Compared with the known compounds in commercial application, the organic electroluminescent material taking the seven-membered heterocycle as the main body shows better thermal stability, better color purity, better luminous efficiency, higher external quantum efficiency, lower driving voltage and especially longer service life when being applied to an organic electroluminescent device.

Drawings

FIG. 1 is a schematic structural view of an organic electroluminescent device described in the examples;

in the figure, 1 a transparent substrate layer, 2 a transparent electrode layer, 3 a hole injection layer, 4 a hole transport layer, 5 a light emitting layer, 6 an electron transport layer, 7 an electron injection layer, 8 a cathode reflection electrode layer.

Detailed Description

The present invention will be described in detail with reference to the following embodiments in order to make the aforementioned objects, features and advantages of the invention more comprehensible.
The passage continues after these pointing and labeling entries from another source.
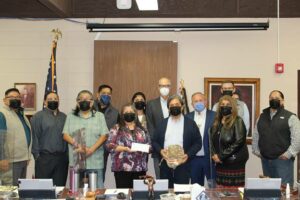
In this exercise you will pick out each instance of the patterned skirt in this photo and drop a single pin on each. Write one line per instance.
(230, 177)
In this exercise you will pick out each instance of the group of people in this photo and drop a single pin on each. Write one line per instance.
(214, 142)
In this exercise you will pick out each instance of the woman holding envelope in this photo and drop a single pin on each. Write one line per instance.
(129, 145)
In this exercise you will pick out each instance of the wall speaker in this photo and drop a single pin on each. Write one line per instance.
(124, 4)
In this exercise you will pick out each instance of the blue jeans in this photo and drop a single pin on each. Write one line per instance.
(278, 168)
(99, 172)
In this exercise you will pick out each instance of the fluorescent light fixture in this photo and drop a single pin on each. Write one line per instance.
(164, 27)
(147, 4)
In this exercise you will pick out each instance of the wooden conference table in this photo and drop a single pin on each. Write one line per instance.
(222, 194)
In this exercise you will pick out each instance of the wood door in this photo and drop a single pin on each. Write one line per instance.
(132, 66)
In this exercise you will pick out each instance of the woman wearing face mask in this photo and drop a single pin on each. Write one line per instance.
(126, 164)
(85, 130)
(139, 102)
(228, 144)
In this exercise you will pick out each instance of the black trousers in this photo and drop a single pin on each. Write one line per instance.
(125, 179)
(105, 155)
(179, 175)
(52, 166)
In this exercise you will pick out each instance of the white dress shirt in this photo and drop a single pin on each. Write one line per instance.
(200, 119)
(174, 132)
(164, 106)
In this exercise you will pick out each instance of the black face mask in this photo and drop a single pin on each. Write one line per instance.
(15, 103)
(84, 105)
(129, 117)
(227, 92)
(274, 103)
(225, 110)
(52, 105)
(140, 105)
(175, 110)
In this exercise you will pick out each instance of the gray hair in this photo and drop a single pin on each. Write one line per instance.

In the following description, numerous specific details are set forth in order to provide a thorough understanding of the present invention. This invention may, however, be embodied in many different forms and should not be construed as limited to the embodiments set forth herein.

Unless defined otherwise, all technical and scientific terms used herein have the same meaning as commonly understood by one of ordinary skill in the art to which this invention belongs. The terminology used herein in the description of the invention is for the purpose of describing particular embodiments only and is not intended to be limiting of the invention.